What was once a flurry of paper stuck to the refrigerator, with old magnets from trips gone by, slowly disappeared.
It migrated to glowing screens, tucked into apps and synced across our lives.
And still, their activities began to fade.
Little by little,
one by one.
Games gave way to part-time jobs,
campouts to college visits.
Recitals were replaced by acceptance letters,
sleepovers by dorm assignments.
No longer did every box overflow.
Instead, it read:
“Ethan - College move-in.”
“Gabriel - Coming home, Amtrak.”
“Noah - Spring break.”
The rhythm was different;
proud, wistful, spacious.
Time moved forward,
in quiet ways at first.
Until one day,
January 8, 2025
the calendar stopped looking like life,
and started sounding like survival.
Now, it speaks not of living,
but of staying alive.
Scans.
Infusions.
Follow-ups.
Blood draws.
Each entry marks a round,
a wait,
a quiet breath held in hope.
Time no longer moves in weekends or seasons.
It ticks in cycles,
plateaus and plunges,
counts and crashes.
Life is measured
in numbers that return,
in the stillness before results,
in the fragile space between treatments.
For a few days,
I almost feel like myself.
In those flickers,
I laugh without flinching,
feel sunlight without shrinking,
almost.
Then comes the crash.
The folding in.
Hair falls slowly,
then all at once.
Balance falters.
The body forgets its rhythm.
Some days,
I breathe through waves of pain.
Other days vanish into a fatigue no sleep can mend.
This is not a rhythm.
It is response.
Endurance.
Still, the calendar fills.
Not with celebrations,
but with what must be endured.
No fireworks.
No feasts.
Only treatment days,
and rare moments carved out for rest.
Outside, life continues.
Laughter drifts in from the yard,
children chasing fireflies in summer dusk,
diving into leaf piles,
sledding through winter’s slush,
spinning in spring’s thaw.
I watch and listen from the window.
Not with envy,
but with the ache of memory.
I remember freedom,
untethered movement,
a life not shaped by diagnosis.
I yearn for the mess of living;
shoes by the door,
notes in the margins,
days that slipped by because we were too busy being alive.
Now,
time stretches,
procedure to procedure,
scan to scan,
question to quiet question.
Always something waiting.
Always the unknown.
We live here,
in this still stretch
between what was planned
and what must now be endured.
The calendar has changed.
But so have we.
What once marked milestones
now maps our will to continue,
day by day,
cycle by cycle,
step by quiet step.
Yet in the margins,
hope begins to grow again.
Soon,
the calendar will shift once more.
New memories will return to its pages;
travel plans,
weddings,
birthdays,
time with friends,
the weightless joy of holding a grandchild.

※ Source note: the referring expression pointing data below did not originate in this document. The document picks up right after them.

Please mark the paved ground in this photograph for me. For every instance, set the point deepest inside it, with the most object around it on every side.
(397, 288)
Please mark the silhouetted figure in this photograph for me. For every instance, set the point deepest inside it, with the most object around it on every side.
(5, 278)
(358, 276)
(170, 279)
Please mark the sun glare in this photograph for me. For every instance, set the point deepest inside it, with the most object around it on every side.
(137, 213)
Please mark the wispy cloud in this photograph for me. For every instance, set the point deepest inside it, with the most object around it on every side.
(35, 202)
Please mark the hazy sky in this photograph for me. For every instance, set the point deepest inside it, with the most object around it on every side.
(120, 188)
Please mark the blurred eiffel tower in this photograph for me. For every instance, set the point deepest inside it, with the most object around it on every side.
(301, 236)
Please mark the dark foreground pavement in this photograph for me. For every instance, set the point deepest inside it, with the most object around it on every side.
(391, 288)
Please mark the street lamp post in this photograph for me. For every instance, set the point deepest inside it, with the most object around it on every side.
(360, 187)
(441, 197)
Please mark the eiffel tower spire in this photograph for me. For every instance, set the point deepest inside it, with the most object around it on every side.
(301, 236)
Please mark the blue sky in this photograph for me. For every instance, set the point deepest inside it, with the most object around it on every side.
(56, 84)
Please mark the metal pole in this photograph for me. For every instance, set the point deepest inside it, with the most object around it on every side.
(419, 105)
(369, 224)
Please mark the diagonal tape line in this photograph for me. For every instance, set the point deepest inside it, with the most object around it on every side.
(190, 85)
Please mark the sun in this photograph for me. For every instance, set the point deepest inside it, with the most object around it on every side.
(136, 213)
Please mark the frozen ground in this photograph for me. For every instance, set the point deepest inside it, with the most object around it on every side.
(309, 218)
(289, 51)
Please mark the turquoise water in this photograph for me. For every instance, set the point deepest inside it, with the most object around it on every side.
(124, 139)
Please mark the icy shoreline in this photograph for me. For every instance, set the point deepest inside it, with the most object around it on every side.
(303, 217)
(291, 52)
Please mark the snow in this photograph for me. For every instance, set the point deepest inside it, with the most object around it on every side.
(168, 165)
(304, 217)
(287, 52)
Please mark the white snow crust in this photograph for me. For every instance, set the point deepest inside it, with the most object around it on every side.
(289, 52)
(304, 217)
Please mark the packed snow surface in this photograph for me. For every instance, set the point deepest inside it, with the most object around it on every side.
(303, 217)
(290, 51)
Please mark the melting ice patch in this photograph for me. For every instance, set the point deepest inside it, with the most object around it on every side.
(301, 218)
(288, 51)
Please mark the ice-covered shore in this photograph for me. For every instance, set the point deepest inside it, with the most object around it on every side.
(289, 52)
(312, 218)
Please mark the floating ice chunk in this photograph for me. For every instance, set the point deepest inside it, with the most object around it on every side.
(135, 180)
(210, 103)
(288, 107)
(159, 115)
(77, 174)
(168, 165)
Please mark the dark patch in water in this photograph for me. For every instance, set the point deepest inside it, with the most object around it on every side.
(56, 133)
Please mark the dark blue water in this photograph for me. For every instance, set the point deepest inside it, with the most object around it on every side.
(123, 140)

The squares will bloom again
with promise and motion.
Even then,
between those joyful days,
there will be others:
checkups, scans,
the whisper of worry
that it could return.
This, too,
will be part of the rhythm;
not of fear,
but of awareness,
of life lived fully despite uncertainty.
The calendar has changed.
It will keep changing.
So will we.
What once captured who we were
now makes space
for all we still may become.
We are still here,
living in the time between,
remembering what was,
reaching for what’s next.
Wonderfully said! Jake came home this weekend and last week I put it on the family calendar. Oh how the calendar does change...
Pretty excited to see how Les Miserable is, one of my favorite stories of all time never seen the play!